The ques­tion and answer changed my think­ing about the period of history spanned by the Cold War. I had been think­ing about the Cold War as if it were a con­flict in which ide­ol­ogy really only mat­tered insofar as it af­fected mil­i­tary and strate­gic objectives. (So for example, some coun­tries were more likely to es­tab­lish an al­liance with the U.S.S.R. because they were more sym­pa­thetic to Communism.)

But here, on the day Yuri Gagarin became the first person to orbit the earth, was a serious ques­tion and a serious re­sponse about whether a method of struc­tur­ing the economy and or­gan­is­ing pro­duc­tion could be more ef­fi­cient and fruit­ful than the one adopted by the United States: the idea that po­lit­i­cal systems can differ, and should be judged, not only by their how they in­crease GDP or improve social justice, but also by how ef­fi­ciently they guide sci­en­tific progress.

The full exchange:

QUESTION: The Com­mu­nists seem to be putting us on the de­fen­sive on a number of fronts, now again in space. Wars aside, do you think that there is a danger that their system is going to prove more durable than ours?

THE PRESIDENT: Well, I think that we are in a period of long drawn-out tests to see which system is – and I think the more durable, not better, but more durable. We have had a number of ex­pe­ri­ences with this kind of competition. A dic­ta­tor­ship enjoys advantages, in this kind of competition, over a short period, by its ability to mo­bi­lize its re­sources for a spe­cific purpose. We have made some ex­cep­tional sci­en­tific ad­vances in the last decade, and some of them – they are not as spec­tac­u­lar as the man in space, or as the first Sputnik, but they are important. […]

I do not regard the first man in space as a sign of the weak­en­ing of the free world, but I do regard the total mo­bi­liza­tion of men and things for the service of the Com­mu­nist Bloc over the last years as a source of great danger to us, and I would say we are going to have to live with that danger and hazard through much of the rest of this century.

My feeling is that we are more durable in the long run. These dic­ta­tor­ships enjoy many short range ad­van­tages that we saw in the Thirties. But in the long run, I think our system suits the qualities, and as­pi­ra­tions of people, the desire to be their own masters – I think our own system suits better. Our job is to main­tain our strength until our great qual­i­ties can be brought more ef­fec­tively to bear.

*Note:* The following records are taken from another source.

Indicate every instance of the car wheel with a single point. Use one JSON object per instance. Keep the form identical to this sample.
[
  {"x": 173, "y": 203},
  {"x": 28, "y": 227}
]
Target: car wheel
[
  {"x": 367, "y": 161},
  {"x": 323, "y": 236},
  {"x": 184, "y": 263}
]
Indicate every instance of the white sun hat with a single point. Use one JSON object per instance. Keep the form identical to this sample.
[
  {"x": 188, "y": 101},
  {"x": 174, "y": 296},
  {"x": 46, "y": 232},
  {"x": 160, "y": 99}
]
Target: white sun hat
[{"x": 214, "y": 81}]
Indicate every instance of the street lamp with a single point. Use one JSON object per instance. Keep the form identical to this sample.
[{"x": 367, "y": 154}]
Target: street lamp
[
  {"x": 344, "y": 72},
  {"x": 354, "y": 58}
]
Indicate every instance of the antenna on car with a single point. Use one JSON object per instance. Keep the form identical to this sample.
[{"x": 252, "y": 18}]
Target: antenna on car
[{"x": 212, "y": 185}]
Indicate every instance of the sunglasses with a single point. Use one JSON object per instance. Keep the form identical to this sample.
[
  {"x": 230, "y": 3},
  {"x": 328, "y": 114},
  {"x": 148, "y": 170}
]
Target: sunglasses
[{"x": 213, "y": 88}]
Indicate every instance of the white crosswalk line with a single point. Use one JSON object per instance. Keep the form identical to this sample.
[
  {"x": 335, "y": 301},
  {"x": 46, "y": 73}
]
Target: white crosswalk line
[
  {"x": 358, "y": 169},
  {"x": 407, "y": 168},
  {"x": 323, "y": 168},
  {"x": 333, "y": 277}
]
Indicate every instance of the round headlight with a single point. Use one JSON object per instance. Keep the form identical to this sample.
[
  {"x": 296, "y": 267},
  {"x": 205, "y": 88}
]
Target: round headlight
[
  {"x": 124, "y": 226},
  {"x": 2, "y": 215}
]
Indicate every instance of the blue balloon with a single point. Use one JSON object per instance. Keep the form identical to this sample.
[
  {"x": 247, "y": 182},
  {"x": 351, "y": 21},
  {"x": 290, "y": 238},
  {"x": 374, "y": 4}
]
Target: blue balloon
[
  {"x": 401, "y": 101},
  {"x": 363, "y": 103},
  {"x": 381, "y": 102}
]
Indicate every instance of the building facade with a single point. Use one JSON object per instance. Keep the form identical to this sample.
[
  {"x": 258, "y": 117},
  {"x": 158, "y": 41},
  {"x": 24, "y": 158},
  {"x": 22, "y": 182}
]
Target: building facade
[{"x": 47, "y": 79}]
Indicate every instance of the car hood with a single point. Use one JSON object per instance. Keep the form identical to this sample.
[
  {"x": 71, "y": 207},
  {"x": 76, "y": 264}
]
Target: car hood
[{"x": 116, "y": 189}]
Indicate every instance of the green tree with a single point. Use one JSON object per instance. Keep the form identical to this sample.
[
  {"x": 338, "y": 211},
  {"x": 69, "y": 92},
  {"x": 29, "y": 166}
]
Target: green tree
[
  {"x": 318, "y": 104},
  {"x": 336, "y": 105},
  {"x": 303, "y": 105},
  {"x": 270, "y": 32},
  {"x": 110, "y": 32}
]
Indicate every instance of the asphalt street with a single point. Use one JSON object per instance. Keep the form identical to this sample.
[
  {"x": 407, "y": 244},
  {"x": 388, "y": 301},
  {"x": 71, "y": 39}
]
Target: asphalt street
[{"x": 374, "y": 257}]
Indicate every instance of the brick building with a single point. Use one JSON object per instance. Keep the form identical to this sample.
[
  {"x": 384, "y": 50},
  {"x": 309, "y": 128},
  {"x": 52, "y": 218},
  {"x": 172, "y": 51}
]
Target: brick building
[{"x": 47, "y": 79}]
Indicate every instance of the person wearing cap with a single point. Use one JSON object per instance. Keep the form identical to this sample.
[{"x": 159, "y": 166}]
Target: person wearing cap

From President Kennedy’s News Con­fer­ence 9, April 12, 1961.

A few other in­ter­est­ing tidbits from the press conference:

  • The very first ques­tion (would the US help “an anti-Castro up­ris­ing or in­va­sion in Cuba”?) and answer (“this gov­ern­ment will do every­thing it pos­si­bly can, and I think it can meet its responsibilities, to make sure that there are no Amer­i­cans in­volved in any actions inside Cuba”) are quite ex­tra­or­di­nary in light of the Bay of Pigs Invasion less than a week later. It does seem that JFK was tech­ni­cally accurate, but boy, it’s one se­ri­ously mis­lead­ing answer.
  • For some reason JFK was un­will­ing to label Fidel Castro as a Communist, despite agree­ing that “he has ap­pointed a great many Com­mu­nists to high positions.”
  • JFK be­lieved that getting fresh water from salt water cheaply would be a sci­en­tific ac­com­plish­ment to “dwarf any other.”